Если книга Голенищева-Кутузова справедливо названа "Памятью", то книгу Аллы Головиной можно было бы назвать "Любопытством". Головина - экспериментаторша. Ей все время хочется то заглянуть по ту сторону вещей, то представить их в сильном и смелом ракурсе, вообще - что-то в мире подсмотреть и подслушать, примерно по той системе, как это делают сказочники - Андерсен или Гофман. Для этого нужно воображение, и Головина - впрямь выдумщица, если еще не всегда непогрешимо удачливая, то всегда - талантливая.

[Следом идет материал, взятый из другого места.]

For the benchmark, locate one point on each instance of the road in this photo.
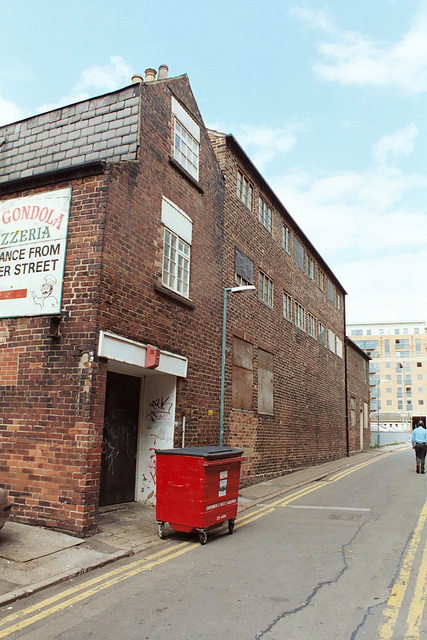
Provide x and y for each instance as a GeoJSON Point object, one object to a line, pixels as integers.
{"type": "Point", "coordinates": [343, 558]}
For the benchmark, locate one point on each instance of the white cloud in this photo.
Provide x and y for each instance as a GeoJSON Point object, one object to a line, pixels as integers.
{"type": "Point", "coordinates": [357, 212]}
{"type": "Point", "coordinates": [9, 112]}
{"type": "Point", "coordinates": [352, 58]}
{"type": "Point", "coordinates": [104, 78]}
{"type": "Point", "coordinates": [266, 143]}
{"type": "Point", "coordinates": [386, 288]}
{"type": "Point", "coordinates": [107, 78]}
{"type": "Point", "coordinates": [396, 144]}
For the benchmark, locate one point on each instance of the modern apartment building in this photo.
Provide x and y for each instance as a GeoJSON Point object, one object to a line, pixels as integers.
{"type": "Point", "coordinates": [398, 371]}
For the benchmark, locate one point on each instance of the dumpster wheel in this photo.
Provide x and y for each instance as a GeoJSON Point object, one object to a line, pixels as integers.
{"type": "Point", "coordinates": [161, 527]}
{"type": "Point", "coordinates": [203, 537]}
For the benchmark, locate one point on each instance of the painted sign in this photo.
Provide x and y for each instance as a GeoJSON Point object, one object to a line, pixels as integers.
{"type": "Point", "coordinates": [33, 242]}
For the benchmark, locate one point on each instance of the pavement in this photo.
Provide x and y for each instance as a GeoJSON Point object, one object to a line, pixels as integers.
{"type": "Point", "coordinates": [33, 558]}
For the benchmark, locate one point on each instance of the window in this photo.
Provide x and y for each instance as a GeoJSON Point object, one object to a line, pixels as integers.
{"type": "Point", "coordinates": [386, 347]}
{"type": "Point", "coordinates": [265, 292]}
{"type": "Point", "coordinates": [242, 384]}
{"type": "Point", "coordinates": [309, 264]}
{"type": "Point", "coordinates": [186, 140]}
{"type": "Point", "coordinates": [322, 334]}
{"type": "Point", "coordinates": [286, 239]}
{"type": "Point", "coordinates": [265, 382]}
{"type": "Point", "coordinates": [299, 254]}
{"type": "Point", "coordinates": [265, 214]}
{"type": "Point", "coordinates": [330, 291]}
{"type": "Point", "coordinates": [321, 279]}
{"type": "Point", "coordinates": [245, 190]}
{"type": "Point", "coordinates": [243, 268]}
{"type": "Point", "coordinates": [287, 307]}
{"type": "Point", "coordinates": [176, 248]}
{"type": "Point", "coordinates": [176, 263]}
{"type": "Point", "coordinates": [311, 325]}
{"type": "Point", "coordinates": [299, 316]}
{"type": "Point", "coordinates": [331, 341]}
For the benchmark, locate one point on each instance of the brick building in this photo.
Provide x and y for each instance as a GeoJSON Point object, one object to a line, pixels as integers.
{"type": "Point", "coordinates": [286, 375]}
{"type": "Point", "coordinates": [358, 397]}
{"type": "Point", "coordinates": [122, 220]}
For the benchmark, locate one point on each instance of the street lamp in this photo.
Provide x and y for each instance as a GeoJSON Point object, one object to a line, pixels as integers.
{"type": "Point", "coordinates": [247, 290]}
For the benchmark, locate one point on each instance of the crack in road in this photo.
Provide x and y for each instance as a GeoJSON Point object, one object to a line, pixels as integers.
{"type": "Point", "coordinates": [316, 589]}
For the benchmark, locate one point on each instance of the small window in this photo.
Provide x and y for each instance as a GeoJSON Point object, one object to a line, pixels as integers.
{"type": "Point", "coordinates": [286, 239]}
{"type": "Point", "coordinates": [299, 254]}
{"type": "Point", "coordinates": [309, 263]}
{"type": "Point", "coordinates": [265, 292]}
{"type": "Point", "coordinates": [331, 340]}
{"type": "Point", "coordinates": [176, 263]}
{"type": "Point", "coordinates": [265, 214]}
{"type": "Point", "coordinates": [338, 347]}
{"type": "Point", "coordinates": [322, 334]}
{"type": "Point", "coordinates": [299, 316]}
{"type": "Point", "coordinates": [321, 279]}
{"type": "Point", "coordinates": [311, 326]}
{"type": "Point", "coordinates": [245, 190]}
{"type": "Point", "coordinates": [186, 140]}
{"type": "Point", "coordinates": [287, 307]}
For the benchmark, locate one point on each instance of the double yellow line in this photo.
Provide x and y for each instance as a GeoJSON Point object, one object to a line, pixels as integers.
{"type": "Point", "coordinates": [37, 612]}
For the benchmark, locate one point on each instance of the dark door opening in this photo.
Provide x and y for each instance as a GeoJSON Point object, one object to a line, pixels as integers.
{"type": "Point", "coordinates": [119, 444]}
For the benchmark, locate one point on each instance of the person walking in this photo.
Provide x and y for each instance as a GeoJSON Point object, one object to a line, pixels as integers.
{"type": "Point", "coordinates": [419, 443]}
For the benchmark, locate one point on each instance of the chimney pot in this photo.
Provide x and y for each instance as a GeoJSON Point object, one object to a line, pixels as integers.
{"type": "Point", "coordinates": [150, 75]}
{"type": "Point", "coordinates": [163, 72]}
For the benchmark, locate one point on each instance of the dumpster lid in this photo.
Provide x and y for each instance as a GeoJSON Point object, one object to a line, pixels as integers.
{"type": "Point", "coordinates": [211, 452]}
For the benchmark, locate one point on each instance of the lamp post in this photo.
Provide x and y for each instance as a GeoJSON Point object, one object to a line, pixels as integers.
{"type": "Point", "coordinates": [245, 289]}
{"type": "Point", "coordinates": [402, 366]}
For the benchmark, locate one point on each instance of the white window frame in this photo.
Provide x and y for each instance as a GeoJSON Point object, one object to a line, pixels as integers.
{"type": "Point", "coordinates": [186, 144]}
{"type": "Point", "coordinates": [265, 214]}
{"type": "Point", "coordinates": [176, 263]}
{"type": "Point", "coordinates": [287, 306]}
{"type": "Point", "coordinates": [245, 190]}
{"type": "Point", "coordinates": [265, 292]}
{"type": "Point", "coordinates": [286, 239]}
{"type": "Point", "coordinates": [311, 325]}
{"type": "Point", "coordinates": [299, 313]}
{"type": "Point", "coordinates": [321, 333]}
{"type": "Point", "coordinates": [310, 264]}
{"type": "Point", "coordinates": [177, 238]}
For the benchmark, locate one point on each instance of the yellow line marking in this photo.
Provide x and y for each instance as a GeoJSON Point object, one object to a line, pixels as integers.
{"type": "Point", "coordinates": [107, 580]}
{"type": "Point", "coordinates": [90, 592]}
{"type": "Point", "coordinates": [111, 574]}
{"type": "Point", "coordinates": [394, 603]}
{"type": "Point", "coordinates": [416, 608]}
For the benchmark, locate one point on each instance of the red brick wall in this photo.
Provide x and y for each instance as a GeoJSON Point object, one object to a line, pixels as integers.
{"type": "Point", "coordinates": [51, 422]}
{"type": "Point", "coordinates": [308, 426]}
{"type": "Point", "coordinates": [358, 394]}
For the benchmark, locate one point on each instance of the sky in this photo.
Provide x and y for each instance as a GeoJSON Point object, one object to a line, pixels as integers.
{"type": "Point", "coordinates": [327, 97]}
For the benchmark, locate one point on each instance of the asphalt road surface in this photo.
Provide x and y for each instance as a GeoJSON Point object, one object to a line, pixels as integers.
{"type": "Point", "coordinates": [343, 558]}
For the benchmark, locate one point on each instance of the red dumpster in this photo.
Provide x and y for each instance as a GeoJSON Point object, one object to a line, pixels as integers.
{"type": "Point", "coordinates": [197, 488]}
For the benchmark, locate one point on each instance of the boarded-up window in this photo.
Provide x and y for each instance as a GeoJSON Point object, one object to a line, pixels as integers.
{"type": "Point", "coordinates": [299, 254]}
{"type": "Point", "coordinates": [243, 266]}
{"type": "Point", "coordinates": [243, 378]}
{"type": "Point", "coordinates": [265, 381]}
{"type": "Point", "coordinates": [330, 291]}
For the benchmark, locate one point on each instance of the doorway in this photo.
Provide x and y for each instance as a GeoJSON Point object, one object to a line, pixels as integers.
{"type": "Point", "coordinates": [120, 439]}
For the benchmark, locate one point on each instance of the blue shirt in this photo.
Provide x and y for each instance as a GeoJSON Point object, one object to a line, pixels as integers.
{"type": "Point", "coordinates": [419, 435]}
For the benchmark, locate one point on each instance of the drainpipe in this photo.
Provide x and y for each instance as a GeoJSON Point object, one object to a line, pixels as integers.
{"type": "Point", "coordinates": [347, 439]}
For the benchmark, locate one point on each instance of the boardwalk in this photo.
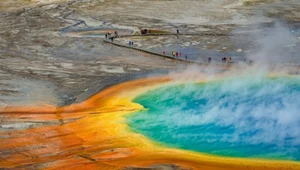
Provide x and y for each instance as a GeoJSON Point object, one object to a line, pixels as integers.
{"type": "Point", "coordinates": [151, 52]}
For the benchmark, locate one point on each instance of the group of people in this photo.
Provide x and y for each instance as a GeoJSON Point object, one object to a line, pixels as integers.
{"type": "Point", "coordinates": [226, 59]}
{"type": "Point", "coordinates": [145, 31]}
{"type": "Point", "coordinates": [130, 43]}
{"type": "Point", "coordinates": [109, 36]}
{"type": "Point", "coordinates": [177, 54]}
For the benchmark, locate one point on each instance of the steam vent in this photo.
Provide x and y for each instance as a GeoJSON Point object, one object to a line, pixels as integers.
{"type": "Point", "coordinates": [150, 84]}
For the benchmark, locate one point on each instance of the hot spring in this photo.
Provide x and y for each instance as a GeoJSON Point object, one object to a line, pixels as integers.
{"type": "Point", "coordinates": [250, 117]}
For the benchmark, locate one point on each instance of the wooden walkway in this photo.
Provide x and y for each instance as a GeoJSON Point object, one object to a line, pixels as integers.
{"type": "Point", "coordinates": [182, 58]}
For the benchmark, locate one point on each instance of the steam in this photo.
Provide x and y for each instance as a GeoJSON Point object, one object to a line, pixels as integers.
{"type": "Point", "coordinates": [248, 107]}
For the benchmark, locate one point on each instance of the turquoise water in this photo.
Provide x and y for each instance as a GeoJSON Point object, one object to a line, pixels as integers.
{"type": "Point", "coordinates": [241, 117]}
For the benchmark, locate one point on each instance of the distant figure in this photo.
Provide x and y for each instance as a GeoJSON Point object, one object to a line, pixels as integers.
{"type": "Point", "coordinates": [173, 53]}
{"type": "Point", "coordinates": [209, 59]}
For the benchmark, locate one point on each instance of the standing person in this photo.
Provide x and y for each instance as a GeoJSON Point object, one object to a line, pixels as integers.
{"type": "Point", "coordinates": [209, 59]}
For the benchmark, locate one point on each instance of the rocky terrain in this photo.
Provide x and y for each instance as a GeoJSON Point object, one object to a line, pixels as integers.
{"type": "Point", "coordinates": [42, 63]}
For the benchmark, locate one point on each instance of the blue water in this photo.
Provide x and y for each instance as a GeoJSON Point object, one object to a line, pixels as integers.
{"type": "Point", "coordinates": [241, 117]}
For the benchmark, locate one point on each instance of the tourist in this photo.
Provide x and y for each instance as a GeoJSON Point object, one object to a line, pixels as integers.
{"type": "Point", "coordinates": [173, 53]}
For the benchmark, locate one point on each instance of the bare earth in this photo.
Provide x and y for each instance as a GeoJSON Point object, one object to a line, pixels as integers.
{"type": "Point", "coordinates": [41, 65]}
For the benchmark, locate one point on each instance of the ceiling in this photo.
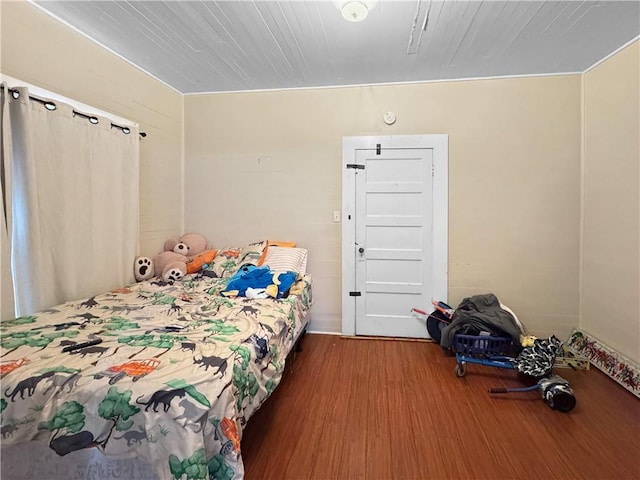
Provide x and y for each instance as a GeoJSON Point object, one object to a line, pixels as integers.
{"type": "Point", "coordinates": [222, 46]}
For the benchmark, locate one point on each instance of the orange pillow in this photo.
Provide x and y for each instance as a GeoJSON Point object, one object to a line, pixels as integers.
{"type": "Point", "coordinates": [275, 243]}
{"type": "Point", "coordinates": [196, 263]}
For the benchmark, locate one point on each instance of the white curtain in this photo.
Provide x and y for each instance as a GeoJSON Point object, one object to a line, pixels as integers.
{"type": "Point", "coordinates": [7, 309]}
{"type": "Point", "coordinates": [74, 203]}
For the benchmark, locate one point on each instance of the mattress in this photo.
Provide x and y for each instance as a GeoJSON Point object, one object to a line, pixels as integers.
{"type": "Point", "coordinates": [178, 371]}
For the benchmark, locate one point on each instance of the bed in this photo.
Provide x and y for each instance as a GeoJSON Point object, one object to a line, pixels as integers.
{"type": "Point", "coordinates": [179, 370]}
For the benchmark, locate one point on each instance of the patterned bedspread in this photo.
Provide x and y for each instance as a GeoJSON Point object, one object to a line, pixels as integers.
{"type": "Point", "coordinates": [179, 371]}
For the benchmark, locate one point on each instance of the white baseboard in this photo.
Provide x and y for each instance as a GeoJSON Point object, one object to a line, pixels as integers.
{"type": "Point", "coordinates": [620, 368]}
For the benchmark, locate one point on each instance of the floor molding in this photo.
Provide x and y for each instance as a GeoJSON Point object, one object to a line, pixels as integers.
{"type": "Point", "coordinates": [620, 368]}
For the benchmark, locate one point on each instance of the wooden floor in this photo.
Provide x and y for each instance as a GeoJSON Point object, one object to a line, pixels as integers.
{"type": "Point", "coordinates": [376, 409]}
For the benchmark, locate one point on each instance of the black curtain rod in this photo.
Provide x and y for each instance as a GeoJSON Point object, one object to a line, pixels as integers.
{"type": "Point", "coordinates": [49, 105]}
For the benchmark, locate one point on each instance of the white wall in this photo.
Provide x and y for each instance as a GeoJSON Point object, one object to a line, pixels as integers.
{"type": "Point", "coordinates": [41, 51]}
{"type": "Point", "coordinates": [610, 293]}
{"type": "Point", "coordinates": [268, 165]}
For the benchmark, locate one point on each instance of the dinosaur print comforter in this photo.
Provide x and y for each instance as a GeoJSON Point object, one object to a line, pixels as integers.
{"type": "Point", "coordinates": [177, 374]}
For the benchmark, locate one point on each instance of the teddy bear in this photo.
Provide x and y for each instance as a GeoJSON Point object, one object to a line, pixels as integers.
{"type": "Point", "coordinates": [180, 256]}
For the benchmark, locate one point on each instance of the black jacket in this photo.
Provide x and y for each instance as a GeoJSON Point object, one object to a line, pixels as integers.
{"type": "Point", "coordinates": [481, 313]}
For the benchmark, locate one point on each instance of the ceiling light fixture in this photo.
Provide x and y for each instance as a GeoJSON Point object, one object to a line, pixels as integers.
{"type": "Point", "coordinates": [354, 10]}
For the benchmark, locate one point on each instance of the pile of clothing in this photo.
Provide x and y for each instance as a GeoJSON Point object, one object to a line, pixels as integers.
{"type": "Point", "coordinates": [482, 314]}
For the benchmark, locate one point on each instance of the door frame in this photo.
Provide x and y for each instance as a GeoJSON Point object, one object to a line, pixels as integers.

Впрочем - крупных неудач у нее нет, есть отдельные срывы, когда изменяет ей чувство меры, когда непринужденность, ей действительно свойственная, оказывается несколько форсирована, когда умение подглядывать заменяется некоторой надуманностью. В общем же вдохновенное любопытство Головиной в высшей степени привлекательно. За ее опытами следишь с интересом и сочувствием. Любопытство о мире делает ее поэзию любопытною для читателя, что особенно выгодно отличает Головину от наших столичных нытиков, которые не столько печальны, сколько просто скучны.
Головина очень молода поэтически. До зрелого мастерства ей нужно еще пройти порядочно, но зачатки мастерства, воля к нему у нее уже есть. Это прежде всего сказывается в том, что она умеет владеть воображением и сюжетом. Каждая пьеса ее задумана и выполнена с тем единством художественной воли, с тою ответственностью перед собственным замыслом, без которых поэзии быть не может и о которых в большинстве случаев понятия не имеют парижане, безвольно влекущиеся за случайно подвернувшимся словом или набежавшей рифмой. Я нарочно подчеркиваю различия между парижанами и Головиной - она во многом могла бы для них послужить хорошим примером. Главное - в том, что она обретает себя, поэтическую свою личность, ища не себя. Они же, занятые только собой, именно себя-то и утрачивают. (Кстати: поэтому так любят они слово "мы": им все кажется, что незначительные и неинтересные чувства и мысли могут приобрести значительность, если будут высказываться от лица какого-то коллектива.)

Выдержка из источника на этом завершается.